We reflect on walking around the battlements of the Castello Maniace yesterday. At the entrance to one of the finest harbours of the Mediterranean. But not industrialised inside the harbour. After defeating Athens in this harbour in 419BC, Siracusa found itself in the beginning of what would be a hundred year war with Carthage - Carthage on the site of the modern Tunis. "Out there is Tunisia and Carthage," said one of the custodians of the Castello to me. When you look at the map below, you see that Carthage is in fact to the west, its Phoenicians having come from what is now Lebanon. Look east from here and you could sail straight past the Peloponnese - the southern water washed portions of Greece - and up to Athens. The 100 year war ended when a Siracusan army of 14000 went to Carthage and won on land. Then in the 200s BC it was Rome's time, and the command of the Mediterranean and the achievement of colonies in Africa meant war with Siracusa and Sicily. It began the usual way: Roman settlers in Sicily appealed to both Rome and Carthage for protection against bullying from all these Greeks here. Schoolyards were ever such.

Here is a nice quote from Robert Kaplan's wonderful Mediterranean Winter Vintage Books 2004, pp 40-41

Phoenicians carving out a great sovereign state on Berber soil while fending off desert tribesmen: all so that Phoenician Carthage could be culturally infiltrated by the Greeks, and then obliterated by the Romans, whose own imperial longevity would lead to decline and conquest by Vandals... The beach at Carthage taught a lesson [to Kaplan, visiting in the 1970s] in the impermanence of empires at a time when the Cold War, and the hegemonic struggle it represented, seemed likely to go on forever.... [snip]

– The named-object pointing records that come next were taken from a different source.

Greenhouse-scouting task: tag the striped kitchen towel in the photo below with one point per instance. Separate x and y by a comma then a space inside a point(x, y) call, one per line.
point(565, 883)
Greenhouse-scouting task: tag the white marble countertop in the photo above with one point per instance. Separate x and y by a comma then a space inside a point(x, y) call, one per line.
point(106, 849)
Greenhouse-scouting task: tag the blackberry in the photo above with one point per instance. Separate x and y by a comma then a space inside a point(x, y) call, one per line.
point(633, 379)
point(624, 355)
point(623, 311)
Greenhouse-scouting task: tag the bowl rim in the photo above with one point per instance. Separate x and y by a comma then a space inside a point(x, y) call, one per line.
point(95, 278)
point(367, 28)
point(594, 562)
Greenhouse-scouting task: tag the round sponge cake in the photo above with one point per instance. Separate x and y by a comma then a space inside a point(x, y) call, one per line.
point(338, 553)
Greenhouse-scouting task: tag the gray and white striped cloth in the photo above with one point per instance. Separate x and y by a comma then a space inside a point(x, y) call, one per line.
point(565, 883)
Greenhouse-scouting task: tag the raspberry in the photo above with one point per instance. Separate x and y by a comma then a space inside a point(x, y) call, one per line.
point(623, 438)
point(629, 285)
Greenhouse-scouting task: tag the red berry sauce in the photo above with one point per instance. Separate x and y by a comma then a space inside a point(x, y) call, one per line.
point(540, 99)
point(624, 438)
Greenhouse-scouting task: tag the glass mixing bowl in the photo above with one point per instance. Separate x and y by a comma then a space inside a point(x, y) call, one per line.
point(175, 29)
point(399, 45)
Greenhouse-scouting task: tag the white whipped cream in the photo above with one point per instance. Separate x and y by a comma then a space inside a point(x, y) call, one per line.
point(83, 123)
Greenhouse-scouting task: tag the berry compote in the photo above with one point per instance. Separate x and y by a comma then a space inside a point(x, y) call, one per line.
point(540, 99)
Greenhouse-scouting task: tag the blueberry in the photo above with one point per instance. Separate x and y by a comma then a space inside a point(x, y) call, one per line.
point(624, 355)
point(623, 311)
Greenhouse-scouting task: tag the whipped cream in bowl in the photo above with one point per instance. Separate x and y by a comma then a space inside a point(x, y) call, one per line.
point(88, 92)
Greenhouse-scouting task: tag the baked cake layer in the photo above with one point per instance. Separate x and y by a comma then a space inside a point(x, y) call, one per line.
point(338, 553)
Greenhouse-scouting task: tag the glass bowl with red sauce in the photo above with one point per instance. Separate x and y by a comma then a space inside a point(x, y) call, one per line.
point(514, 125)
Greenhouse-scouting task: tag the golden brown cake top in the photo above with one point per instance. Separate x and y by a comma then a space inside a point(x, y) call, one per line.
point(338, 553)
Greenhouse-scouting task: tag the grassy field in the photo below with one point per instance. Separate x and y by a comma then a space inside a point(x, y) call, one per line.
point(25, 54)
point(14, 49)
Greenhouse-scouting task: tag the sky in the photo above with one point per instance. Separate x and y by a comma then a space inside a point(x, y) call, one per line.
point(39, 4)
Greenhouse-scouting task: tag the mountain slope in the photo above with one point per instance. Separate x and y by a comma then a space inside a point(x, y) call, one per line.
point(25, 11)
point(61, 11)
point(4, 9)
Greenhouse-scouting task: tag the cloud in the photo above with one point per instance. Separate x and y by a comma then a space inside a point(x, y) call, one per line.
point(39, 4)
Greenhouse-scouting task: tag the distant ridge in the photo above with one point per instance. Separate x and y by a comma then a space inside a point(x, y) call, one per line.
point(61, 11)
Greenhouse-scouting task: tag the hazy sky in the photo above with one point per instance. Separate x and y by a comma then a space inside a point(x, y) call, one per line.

Later that afternoon I visited the American War Cemetery in Carthage which holds the remains of 2,841 American soldiers killed in the Allied campaigns in North Africa. In November 1942, American troops landed in Morocco to begin the rollback of the Axis powers in the Mediterranean. The allies retraced the path of the Vandals across north Africa with similar lightning speed...


A long historical perspective and avoidance of chauvinist blindness are relevant. I do not recall to which visitor he was replying, but Chinese Premier Zhou Enlai, asked in the early 1970s what he thought of the outcome of the French revolution, reportedly replied: "It's too soon to tell."